Etrafın prenslerle, alım gücü çok müşterilerle dolu. Eski dostlarınla görüşüyor musun?

Evet, her kesimden yakın dostlarım vardır. Eski okul arkadaşlarımdan bazılarıyla çok yakın irtibattayımdır. Aslında en yakınımdaki birkaç kişi çok mütevazı şartlarda yaşayan, orta halli insanlardan oluşur.

Hayatını paylaştığın biri var mı? Âşık oldun mu hiç?

(Gülüyor) Bu soruyu geçelim! Ya da şöyle diyeyim; şu anda biri yok. Ama bilirim, aşk muhteşem bir duygudur. Korkutur beni çünkü çarpabilir insanı, ayağının altındaki halı çekiliyormuş gibi olur insan. Ben çekiniyorum galiba şu anda aşktan, diğer büyük aşkım olan işimi etkiler, konsantrasyonum bozulur, güzellikler üretemem diye. Ama bakarsın belki de tam tersi olur...

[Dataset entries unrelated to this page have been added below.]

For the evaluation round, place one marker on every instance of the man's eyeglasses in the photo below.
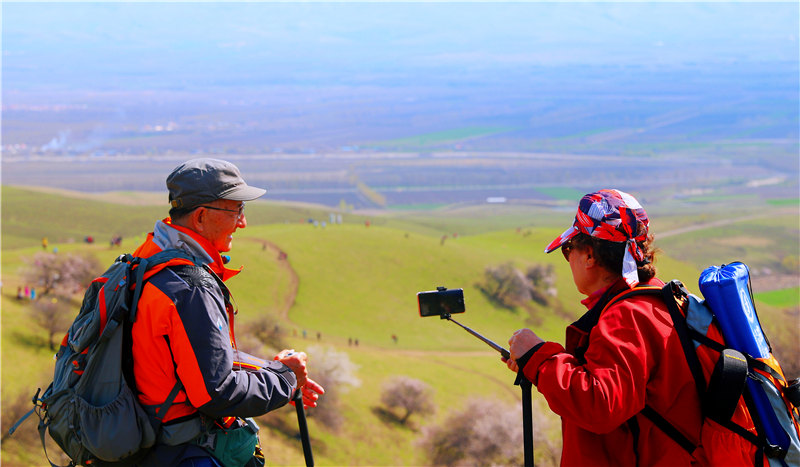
(240, 211)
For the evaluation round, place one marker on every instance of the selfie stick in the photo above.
(525, 386)
(502, 351)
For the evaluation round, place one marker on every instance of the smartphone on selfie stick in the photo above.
(443, 302)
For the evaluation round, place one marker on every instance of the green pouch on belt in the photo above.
(235, 447)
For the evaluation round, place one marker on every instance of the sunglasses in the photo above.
(566, 248)
(240, 211)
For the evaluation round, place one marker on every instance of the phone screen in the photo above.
(439, 302)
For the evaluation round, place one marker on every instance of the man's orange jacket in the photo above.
(184, 332)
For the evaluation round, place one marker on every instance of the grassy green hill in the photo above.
(353, 282)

Belli mi olur? Çocuk hayalin var mı?

Pek yok doğrusu. Büyük bir sorumluluk gibi geliyor bu. Onların sağlıklı, huzurlu bir ortamda yetişmeleri ne kadar önemli, bunu sağlamak, stresli hayatlarda ne kadar zor değil mi? Ya da ben mi bencilce düşünüyorum?

Annen baban da öyle düşünseydi sen olmazdın. Belki baba olmaya hazır hissetmiyorsun? Öyledir ya, biyolojik saat denilen
bir şey var...


Bu çok doğru! Benim biyolojik saatim henüz 23’ü gösteriyor! Bu da bu zamanda baba olmak için çok erken.